Um dos meus colegas da Católica Lisbon, Daniel Fernandes, tem aliás um artigo sobre a importância dos horizontes temporais e da dificuldade das pessoas em tomar boas decisões financeiras, mesmo quando recebem formação sobre o assunto. O próprio Thaler já citou este trabalho na sua coluna do New York Times dizendo que os resultados sobre a possibilidade de a formação financeira ajudar as pessoas a tomar melhores decisões sobre o seu futuro não são muito encorajadores.

 

A dificuldade de as pessoas formularem bem os problemas estende-se claro está a comentadores, gestores e governantes.

 

Vejamos os vários tipos de formulações que têm sido apresentados sobre as tragédias dos incêndios deste ano.

 

Num tipo de formulação as tragédias ocorreram devido ao mau ordenamento florestal. Provavelmente há um fundo de verdade nesta formulação. A origem do problema seria assim a ausência de boa ordenação da floresta. Os defensores desta abordagem têm normalmente já a sua própria visão do que é um bom ordenamento florestal e usam as tragédias como retórica de defesa do seu ponto de vista da política florestal.

 

Um segundo tipo de formulação coloca como causa central das tragédias a singularidade das condições climáticas nos dias trágicos fatais. Claro que esta formulação é também verdadeira. Aqueles dois dias foram diferentes, em termos climáticos, de quase todos os dias anteriores.

 

As divergências para quem usa esta formulação surge nas consequências da mesma. Para uns, o Governo estaria livre de responsabilidades porque os dias foram singulares. Para outros, a responsabilidade de prevenção das populações obrigaria o Governo e a Proteção Civil a ter planos de contingência adequados para o potencial de gravidade dos dias em causa.

 

Uma terceira formulação coloca o enfoque em toda a singularidade da meteorologia que tivemos em Portugal neste ano de 2017. Assim, este ano mostraria que Portugal está a sofrer o resultado das alterações climáticas (potencialmente de origem humana). E assim, alguns dias muito atípicos, a existência singular do furacão Ophelia no Atlântico Oriental e a sua trajetória ao largo da costa portuguesa colocam as alterações climáticas como causa central das tragédias, mais na do fatídico domingo 15 de outubro do que na de Pedrógão Grande. Para quem formula o problema desta forma a tragédia cria um imperativo adicional na adoção de políticas de combate às alterações climáticas.

 

Há ainda outras explicações centradas na desertificação populacional do interior ou nas dificuldades da rentabilização da floresta ou da agricultura tradicional.

 

O Governo mostra-se naturalmente desorientado, e entre os seus apoiantes convivem as várias formulações e respetivas consequências de política.
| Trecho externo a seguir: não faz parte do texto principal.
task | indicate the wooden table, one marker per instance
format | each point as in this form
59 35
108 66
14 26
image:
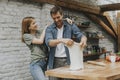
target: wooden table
90 72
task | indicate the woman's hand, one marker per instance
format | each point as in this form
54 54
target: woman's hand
83 42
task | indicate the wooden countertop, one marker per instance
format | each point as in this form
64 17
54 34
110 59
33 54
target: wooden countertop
90 72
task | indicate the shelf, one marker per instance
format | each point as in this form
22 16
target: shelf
83 26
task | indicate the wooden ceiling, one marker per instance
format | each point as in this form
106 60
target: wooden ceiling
92 12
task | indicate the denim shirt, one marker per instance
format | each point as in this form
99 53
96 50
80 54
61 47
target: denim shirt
68 32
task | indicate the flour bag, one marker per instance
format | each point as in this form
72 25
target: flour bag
76 57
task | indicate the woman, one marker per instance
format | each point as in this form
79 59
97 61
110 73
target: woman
32 38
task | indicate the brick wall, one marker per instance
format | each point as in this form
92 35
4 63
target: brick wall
14 55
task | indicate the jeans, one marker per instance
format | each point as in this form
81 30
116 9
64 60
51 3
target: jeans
59 63
37 69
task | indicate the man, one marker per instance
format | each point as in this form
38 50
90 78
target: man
58 35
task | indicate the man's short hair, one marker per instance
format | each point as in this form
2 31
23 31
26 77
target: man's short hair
56 9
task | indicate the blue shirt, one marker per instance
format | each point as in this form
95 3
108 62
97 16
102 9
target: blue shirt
68 32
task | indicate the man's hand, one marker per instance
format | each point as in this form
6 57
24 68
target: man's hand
83 42
68 42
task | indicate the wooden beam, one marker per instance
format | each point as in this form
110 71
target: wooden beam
118 28
71 4
114 28
110 7
101 23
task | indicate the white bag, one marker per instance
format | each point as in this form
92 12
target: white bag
76 57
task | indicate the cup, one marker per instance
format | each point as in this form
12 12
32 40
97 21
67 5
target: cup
112 59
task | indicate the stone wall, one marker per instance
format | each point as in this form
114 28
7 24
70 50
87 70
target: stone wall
15 55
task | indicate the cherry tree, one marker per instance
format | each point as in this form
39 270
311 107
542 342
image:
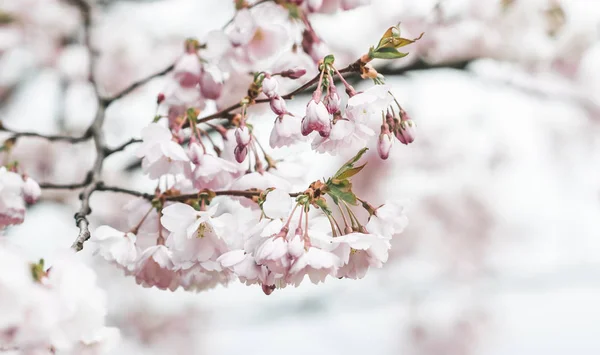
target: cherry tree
223 208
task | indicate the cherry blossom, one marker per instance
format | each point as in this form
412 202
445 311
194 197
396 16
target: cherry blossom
161 155
115 246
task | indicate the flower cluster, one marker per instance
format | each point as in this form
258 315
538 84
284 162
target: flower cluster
209 239
16 191
59 309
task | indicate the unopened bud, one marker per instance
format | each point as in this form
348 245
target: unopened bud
314 5
268 289
242 136
269 86
240 152
278 105
332 101
31 190
384 143
294 73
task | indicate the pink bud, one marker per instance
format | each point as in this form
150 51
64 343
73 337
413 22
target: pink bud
242 136
294 73
195 151
332 100
314 5
240 153
408 131
384 144
316 119
211 82
31 190
187 70
268 289
270 86
278 105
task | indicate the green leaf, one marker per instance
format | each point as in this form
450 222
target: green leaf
351 172
341 190
388 53
323 205
350 165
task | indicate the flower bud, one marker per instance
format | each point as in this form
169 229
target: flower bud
240 152
278 105
195 151
384 144
268 289
211 82
294 73
332 100
242 136
314 5
407 131
31 190
316 119
270 86
187 70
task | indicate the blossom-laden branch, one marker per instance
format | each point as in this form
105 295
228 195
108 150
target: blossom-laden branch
187 237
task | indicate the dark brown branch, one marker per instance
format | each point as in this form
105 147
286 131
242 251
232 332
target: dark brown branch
101 187
51 138
236 193
137 84
109 151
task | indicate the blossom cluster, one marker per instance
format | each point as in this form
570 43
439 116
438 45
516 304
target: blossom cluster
58 310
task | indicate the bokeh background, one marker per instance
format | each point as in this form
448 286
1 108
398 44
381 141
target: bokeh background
502 253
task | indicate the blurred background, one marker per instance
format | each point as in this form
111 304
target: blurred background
501 255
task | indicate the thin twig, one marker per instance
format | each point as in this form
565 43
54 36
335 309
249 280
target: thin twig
137 84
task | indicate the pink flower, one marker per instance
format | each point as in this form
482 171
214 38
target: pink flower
242 135
12 205
115 246
155 268
270 86
316 263
388 220
213 172
160 154
316 119
345 135
286 131
384 143
358 252
31 190
211 82
187 70
195 235
278 105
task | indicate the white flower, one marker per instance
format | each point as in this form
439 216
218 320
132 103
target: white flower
213 172
345 135
316 119
155 268
114 245
160 154
270 86
316 263
12 205
195 235
278 204
389 219
359 251
31 190
286 131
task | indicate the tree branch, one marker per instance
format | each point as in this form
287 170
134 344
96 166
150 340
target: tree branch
135 85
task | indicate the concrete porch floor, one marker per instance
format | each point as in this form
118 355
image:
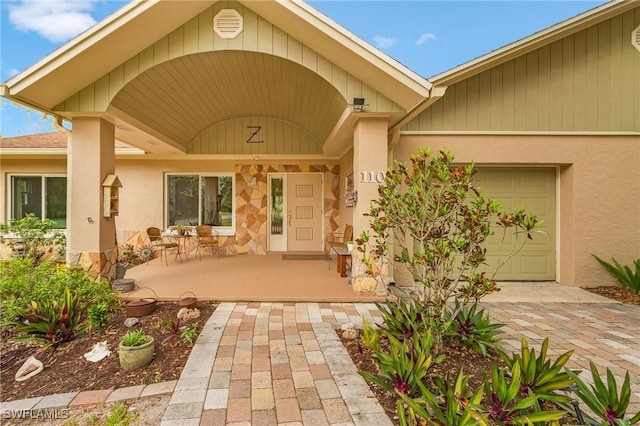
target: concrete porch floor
239 278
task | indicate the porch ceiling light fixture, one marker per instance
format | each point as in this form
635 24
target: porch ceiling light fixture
358 104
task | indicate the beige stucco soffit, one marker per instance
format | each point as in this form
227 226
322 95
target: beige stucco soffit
91 55
343 48
435 94
341 138
534 41
140 135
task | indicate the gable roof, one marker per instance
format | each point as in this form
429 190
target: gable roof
91 55
533 42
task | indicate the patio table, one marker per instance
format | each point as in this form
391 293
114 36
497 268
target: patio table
343 257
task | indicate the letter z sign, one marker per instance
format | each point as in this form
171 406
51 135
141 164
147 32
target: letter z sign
254 130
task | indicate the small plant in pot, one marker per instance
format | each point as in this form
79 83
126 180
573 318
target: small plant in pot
136 350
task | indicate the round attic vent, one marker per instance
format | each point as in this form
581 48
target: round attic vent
227 23
635 38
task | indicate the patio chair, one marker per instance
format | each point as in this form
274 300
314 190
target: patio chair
158 243
207 237
338 239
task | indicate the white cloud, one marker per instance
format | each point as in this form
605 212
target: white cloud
55 20
425 37
383 42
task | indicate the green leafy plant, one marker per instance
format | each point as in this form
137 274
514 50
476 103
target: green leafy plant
23 280
538 376
439 223
370 336
120 416
604 400
623 273
189 334
450 406
504 404
53 321
405 366
32 237
135 338
98 316
474 328
403 318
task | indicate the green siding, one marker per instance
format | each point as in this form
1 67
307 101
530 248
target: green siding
588 81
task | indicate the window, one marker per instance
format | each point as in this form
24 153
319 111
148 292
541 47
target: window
195 199
44 196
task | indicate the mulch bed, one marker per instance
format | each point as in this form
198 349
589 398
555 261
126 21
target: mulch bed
66 369
621 294
456 357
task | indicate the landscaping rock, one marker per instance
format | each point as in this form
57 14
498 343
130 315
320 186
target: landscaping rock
131 321
30 368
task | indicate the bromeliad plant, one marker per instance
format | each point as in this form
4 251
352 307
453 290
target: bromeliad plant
405 366
439 223
32 237
538 376
473 328
623 273
403 318
604 400
450 406
505 405
53 321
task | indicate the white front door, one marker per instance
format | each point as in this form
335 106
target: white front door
295 212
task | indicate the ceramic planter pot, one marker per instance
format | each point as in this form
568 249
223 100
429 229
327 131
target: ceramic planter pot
134 357
121 269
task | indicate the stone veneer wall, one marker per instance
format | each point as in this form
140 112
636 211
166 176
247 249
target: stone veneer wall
251 203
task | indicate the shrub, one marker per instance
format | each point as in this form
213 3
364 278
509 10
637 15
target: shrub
404 368
439 223
538 376
23 280
474 329
504 404
604 400
98 316
53 321
623 274
35 237
450 406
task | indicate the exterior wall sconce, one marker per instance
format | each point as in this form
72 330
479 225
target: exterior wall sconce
358 105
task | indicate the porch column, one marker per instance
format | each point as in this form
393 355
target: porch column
369 165
91 157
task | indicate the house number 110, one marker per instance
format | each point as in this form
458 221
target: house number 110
372 177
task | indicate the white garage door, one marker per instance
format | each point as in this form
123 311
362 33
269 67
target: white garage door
533 189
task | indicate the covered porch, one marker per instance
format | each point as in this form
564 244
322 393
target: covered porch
264 278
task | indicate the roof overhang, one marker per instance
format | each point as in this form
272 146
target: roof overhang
533 42
94 53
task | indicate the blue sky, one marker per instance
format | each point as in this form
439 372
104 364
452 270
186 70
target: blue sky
427 36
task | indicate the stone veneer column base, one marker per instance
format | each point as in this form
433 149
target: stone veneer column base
99 265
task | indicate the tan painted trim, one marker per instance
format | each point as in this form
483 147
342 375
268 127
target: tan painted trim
245 158
434 94
359 46
76 45
533 41
518 133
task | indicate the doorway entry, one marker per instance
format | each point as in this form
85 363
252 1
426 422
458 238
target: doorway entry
295 221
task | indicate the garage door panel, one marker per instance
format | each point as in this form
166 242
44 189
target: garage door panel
534 190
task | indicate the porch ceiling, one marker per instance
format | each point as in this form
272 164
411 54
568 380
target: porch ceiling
178 99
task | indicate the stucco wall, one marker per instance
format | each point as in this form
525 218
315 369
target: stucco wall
598 191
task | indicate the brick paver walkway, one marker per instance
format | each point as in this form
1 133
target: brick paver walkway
606 333
283 363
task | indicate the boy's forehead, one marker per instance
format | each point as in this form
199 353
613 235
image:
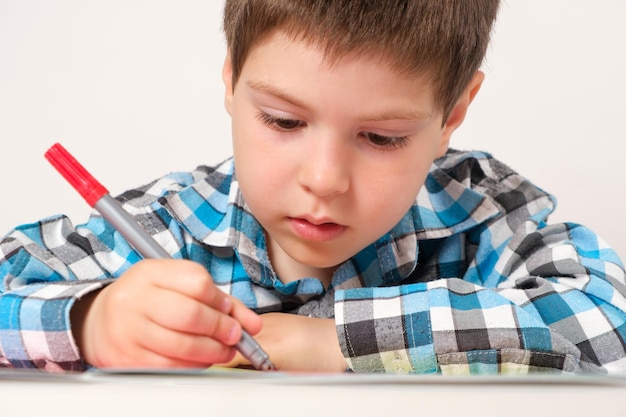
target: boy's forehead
336 56
295 71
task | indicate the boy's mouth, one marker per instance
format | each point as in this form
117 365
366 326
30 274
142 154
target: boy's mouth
319 230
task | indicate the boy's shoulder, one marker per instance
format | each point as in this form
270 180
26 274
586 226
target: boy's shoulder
481 172
217 177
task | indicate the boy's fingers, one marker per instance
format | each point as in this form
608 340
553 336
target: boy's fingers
193 280
177 312
184 348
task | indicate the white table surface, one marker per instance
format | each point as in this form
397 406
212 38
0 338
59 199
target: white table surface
250 394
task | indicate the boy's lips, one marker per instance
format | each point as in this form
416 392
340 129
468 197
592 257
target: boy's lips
319 230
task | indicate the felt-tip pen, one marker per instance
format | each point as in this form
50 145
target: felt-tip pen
98 197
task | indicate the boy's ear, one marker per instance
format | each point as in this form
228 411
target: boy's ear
457 115
227 78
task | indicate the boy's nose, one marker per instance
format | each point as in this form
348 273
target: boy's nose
325 168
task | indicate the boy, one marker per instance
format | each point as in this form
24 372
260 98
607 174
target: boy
343 219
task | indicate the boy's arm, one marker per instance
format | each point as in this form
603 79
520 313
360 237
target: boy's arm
39 287
557 302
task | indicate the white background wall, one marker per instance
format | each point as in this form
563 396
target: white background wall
132 88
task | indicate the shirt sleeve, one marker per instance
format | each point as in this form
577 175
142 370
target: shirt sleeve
45 267
552 299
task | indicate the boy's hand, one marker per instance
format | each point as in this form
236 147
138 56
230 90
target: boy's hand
298 343
161 314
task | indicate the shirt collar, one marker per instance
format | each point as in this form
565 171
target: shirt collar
214 212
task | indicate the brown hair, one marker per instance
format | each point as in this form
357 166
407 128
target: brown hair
445 39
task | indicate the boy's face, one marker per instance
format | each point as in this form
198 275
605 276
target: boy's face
329 157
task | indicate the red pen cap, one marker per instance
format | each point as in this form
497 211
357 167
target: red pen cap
86 185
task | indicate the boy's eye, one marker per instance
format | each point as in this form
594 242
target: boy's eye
388 142
280 123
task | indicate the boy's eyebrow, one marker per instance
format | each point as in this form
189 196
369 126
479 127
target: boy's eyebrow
267 88
399 114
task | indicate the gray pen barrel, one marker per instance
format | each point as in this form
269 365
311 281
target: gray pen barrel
128 227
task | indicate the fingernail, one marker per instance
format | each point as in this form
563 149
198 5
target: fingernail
227 305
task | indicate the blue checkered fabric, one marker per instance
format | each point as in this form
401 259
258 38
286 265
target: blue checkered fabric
472 280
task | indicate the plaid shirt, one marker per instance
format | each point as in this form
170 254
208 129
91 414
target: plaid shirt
471 280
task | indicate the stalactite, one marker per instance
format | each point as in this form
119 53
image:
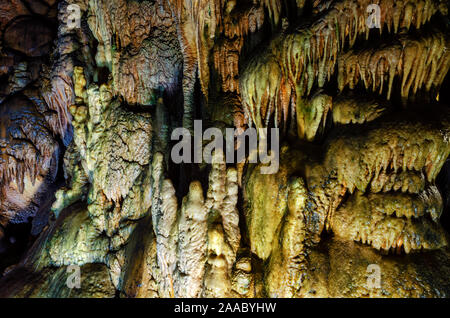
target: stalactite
418 63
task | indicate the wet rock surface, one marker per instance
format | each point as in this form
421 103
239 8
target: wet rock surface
89 185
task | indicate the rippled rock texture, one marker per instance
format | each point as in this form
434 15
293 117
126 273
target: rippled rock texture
92 204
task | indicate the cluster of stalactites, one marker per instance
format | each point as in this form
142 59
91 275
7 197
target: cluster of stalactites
196 244
27 146
236 26
418 63
274 80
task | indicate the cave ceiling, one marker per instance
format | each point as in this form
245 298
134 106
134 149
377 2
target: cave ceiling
347 105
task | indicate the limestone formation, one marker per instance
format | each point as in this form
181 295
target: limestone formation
94 92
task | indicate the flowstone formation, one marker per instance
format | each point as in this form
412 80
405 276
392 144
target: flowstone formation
94 204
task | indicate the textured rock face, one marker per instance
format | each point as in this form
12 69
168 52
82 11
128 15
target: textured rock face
91 91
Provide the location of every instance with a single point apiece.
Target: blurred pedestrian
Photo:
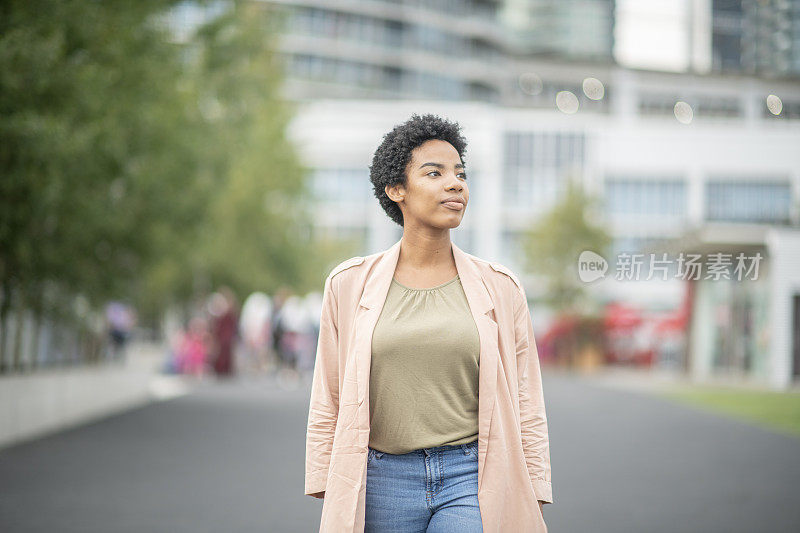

As responsabilidades diretas do Governo, que resultam da mudança generalizada de pessoas aparentemente por critérios de proximidade, amizade e filiação política, agravam a sensação de um Governo em permanente busca dos apoios necessários à sua sobrevivência quotidiana. E dificultam a reflexão séria e independente que deveria preceder a decisão.

 

Numa demonstração típica do efeito de "mental accounting", demonstrado experimentalmente por Thaler, o Governo coloca dinheiro em rubricas orçamentais que possam ser classificadas como "incêndios", "florestas" ou "desenvolvimento do interior". Será credível que decisões tomadas em menos de duas semanas num ambiente de permanente pressão mediática e interna estejam devidamente pensadas? A teoria de decisão comportamental sugere que não.